I like to listen to works in totality. However when I'm listening to Bach's WTC, Book One, I can't ever seem to be able to get past the Prelude & Fugue in A Major BWV 864. It is so extroverted and joyous, that I have to encore it once or twice or...


----------



## pcnog11 (Nov 14, 2016)

beetzart said:


> How many moments in any particular piece in multiple pieces are there that you have to keep playing back and back? It might be a simple chord progression, a phrase, a bar or two, a short melody, a heartbreaking piece of harmony, anything small.
> 
> Also, the transition from the scherzo to the finale in Beethoven's 5th symphony.


Absolutely! This is the greatest transformation of music!

One piece that stick out in my mind that would like to be played again and again is the first couple of minutes of Vitali Chaconne. The melody grabs you heart and stir up emotions! Here is the link that is played by Heifetz:


----------



## beetzart (Dec 30, 2009)

hpowders said:


> I like to listen to works in totality. However when I'm listening to Bach's WTC, Book One, I can't ever seem to be able to get past the Prelude & Fugue in A Major BWV 864. It is so extroverted and joyous, that I have to encore it once or twice or...


So do I but there are always those moments that are what separates normal humans from composers.


----------



## MarkW (Feb 16, 2015)

I don't replay moments or phrases, but my ears always perk up when I get to a place that really tickles me.


----------



## Portamento (Dec 8, 2016)

As of now, I can't get that infamous "grotesque" march from Toch's 3rd out of my head. This YouTube link takes you to about where it starts.


----------



## Schumanniac (Dec 11, 2016)

Two comes to mind, two moments of something ethereal that quietly drags me up that famous stairway to heaven.

Debussy's string quartet no 1, the andantino movement. When the early theme that arrives some 25 seconds in is repeated after the middle section towards the end... its such a beauty it will transform your very soul into something greater, something better. The way this sweet melody is repeated, each time even more transcendent, even more heavenly, its just too god. Each repeat you think it cant get varied better, but behold, it infinitely does.

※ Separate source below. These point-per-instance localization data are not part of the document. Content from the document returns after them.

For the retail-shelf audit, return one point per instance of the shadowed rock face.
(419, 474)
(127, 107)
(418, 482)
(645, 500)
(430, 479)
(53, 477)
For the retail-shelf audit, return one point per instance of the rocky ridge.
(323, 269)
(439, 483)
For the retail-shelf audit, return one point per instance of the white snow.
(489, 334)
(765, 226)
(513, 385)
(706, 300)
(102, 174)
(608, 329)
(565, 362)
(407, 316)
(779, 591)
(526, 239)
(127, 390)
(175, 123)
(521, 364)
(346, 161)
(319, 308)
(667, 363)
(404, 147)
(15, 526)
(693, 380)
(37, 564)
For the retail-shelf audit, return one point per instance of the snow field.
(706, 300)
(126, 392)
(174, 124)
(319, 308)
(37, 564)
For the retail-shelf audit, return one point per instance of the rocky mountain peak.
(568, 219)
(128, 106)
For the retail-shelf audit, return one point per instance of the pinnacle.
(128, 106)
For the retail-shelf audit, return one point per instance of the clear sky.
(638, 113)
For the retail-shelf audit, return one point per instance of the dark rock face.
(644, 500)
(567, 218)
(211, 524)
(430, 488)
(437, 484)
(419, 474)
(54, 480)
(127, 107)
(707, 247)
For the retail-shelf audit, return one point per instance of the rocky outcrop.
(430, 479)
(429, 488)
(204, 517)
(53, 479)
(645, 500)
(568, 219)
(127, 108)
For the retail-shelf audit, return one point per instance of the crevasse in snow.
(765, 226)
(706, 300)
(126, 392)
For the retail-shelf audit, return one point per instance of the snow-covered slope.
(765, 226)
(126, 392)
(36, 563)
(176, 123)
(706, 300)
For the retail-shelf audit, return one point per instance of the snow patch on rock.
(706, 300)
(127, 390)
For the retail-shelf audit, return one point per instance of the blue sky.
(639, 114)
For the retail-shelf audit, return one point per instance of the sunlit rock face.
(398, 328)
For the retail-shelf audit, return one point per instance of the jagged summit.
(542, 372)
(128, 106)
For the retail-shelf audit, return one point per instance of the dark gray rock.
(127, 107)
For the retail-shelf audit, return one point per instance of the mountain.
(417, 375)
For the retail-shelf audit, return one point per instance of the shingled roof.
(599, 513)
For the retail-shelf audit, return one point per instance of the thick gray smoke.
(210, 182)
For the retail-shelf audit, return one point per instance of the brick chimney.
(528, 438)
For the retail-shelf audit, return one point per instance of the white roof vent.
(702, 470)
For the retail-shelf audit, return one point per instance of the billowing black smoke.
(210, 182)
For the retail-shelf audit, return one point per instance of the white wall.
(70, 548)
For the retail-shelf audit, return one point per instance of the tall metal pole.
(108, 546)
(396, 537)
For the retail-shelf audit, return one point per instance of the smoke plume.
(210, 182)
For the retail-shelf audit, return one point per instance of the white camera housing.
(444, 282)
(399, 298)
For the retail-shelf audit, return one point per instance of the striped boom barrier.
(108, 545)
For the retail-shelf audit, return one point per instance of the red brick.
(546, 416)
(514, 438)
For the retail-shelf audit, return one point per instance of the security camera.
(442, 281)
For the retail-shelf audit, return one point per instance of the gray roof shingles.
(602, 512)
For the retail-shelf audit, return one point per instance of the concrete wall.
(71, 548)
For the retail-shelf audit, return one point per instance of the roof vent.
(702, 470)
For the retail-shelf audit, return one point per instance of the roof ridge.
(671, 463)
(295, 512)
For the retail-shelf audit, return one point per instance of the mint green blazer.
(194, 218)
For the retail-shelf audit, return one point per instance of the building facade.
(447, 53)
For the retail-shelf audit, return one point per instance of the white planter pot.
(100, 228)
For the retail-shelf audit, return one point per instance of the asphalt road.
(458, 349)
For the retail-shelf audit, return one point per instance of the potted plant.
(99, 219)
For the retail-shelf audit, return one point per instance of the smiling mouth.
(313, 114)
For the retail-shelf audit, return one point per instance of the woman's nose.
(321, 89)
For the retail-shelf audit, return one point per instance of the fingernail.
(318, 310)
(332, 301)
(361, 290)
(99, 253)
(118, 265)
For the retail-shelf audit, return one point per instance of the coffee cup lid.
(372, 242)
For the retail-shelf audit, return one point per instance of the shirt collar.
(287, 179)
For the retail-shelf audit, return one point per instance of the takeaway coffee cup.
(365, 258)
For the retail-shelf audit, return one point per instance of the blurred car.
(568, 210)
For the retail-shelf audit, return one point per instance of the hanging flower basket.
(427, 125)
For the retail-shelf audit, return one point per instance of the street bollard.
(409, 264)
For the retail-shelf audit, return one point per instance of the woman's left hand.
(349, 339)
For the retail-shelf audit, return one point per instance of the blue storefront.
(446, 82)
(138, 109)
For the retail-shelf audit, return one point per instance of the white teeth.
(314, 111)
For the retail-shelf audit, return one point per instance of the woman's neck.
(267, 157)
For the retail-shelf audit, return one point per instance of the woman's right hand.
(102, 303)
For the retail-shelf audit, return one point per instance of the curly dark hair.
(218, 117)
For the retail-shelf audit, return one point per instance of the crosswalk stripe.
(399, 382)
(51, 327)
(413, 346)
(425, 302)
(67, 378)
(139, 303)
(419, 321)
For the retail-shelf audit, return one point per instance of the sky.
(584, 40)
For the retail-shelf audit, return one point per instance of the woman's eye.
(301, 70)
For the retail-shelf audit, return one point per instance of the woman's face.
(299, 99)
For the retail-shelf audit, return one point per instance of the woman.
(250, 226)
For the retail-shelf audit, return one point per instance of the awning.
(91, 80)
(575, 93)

Beethoven's string quartet no 16, movement 3, this movement being my favourite beethoven work. The opening theme is the hero here. Utterly serene, its just a perfect harmony, bristling with subtle tenderness and emotions. And when it returns after a more quietly troubled middle section, its breath-taking, every note lingering in the air a little longer, a little more saddened than before, the ultimate expression of a long miserable life coming to an end. Yet without the slightest hint of self-pity, this is the softened philosopher coming to terms with the end in a peaceful way, letting go of all his regrets and angers and losses, its so uplifting and enlightening. I rarely see this movement mentioned when speaking of his late quartets but this triumph over them all, to me. Indeed, perhaps the most meaningful music ever written.


----------



## beetzart (Dec 30, 2009)

Schumanniac said:


> Beethoven's string quartet no 16, movement 3, this movement being my favourite beethoven work. The opening theme is the hero here. Utterly serene, its just a perfect harmony, bristling with subtle tenderness and emotions. And when it returns after a more quietly troubled middle section, its breath-taking, every note lingering in the air a little longer, a little more saddened than before, the ultimate expression of a long miserable life coming to an end. Yet without the slightest hint of self-pity, this is the softened philosopher coming to terms with the end in a peaceful way, letting go of all his regrets and angers and losses, its so uplifting and enlightening. I rarely see this movement mentioned when speaking of his late quartets but this triumph over them all, to me. Indeed, perhaps the most meaningful music ever written.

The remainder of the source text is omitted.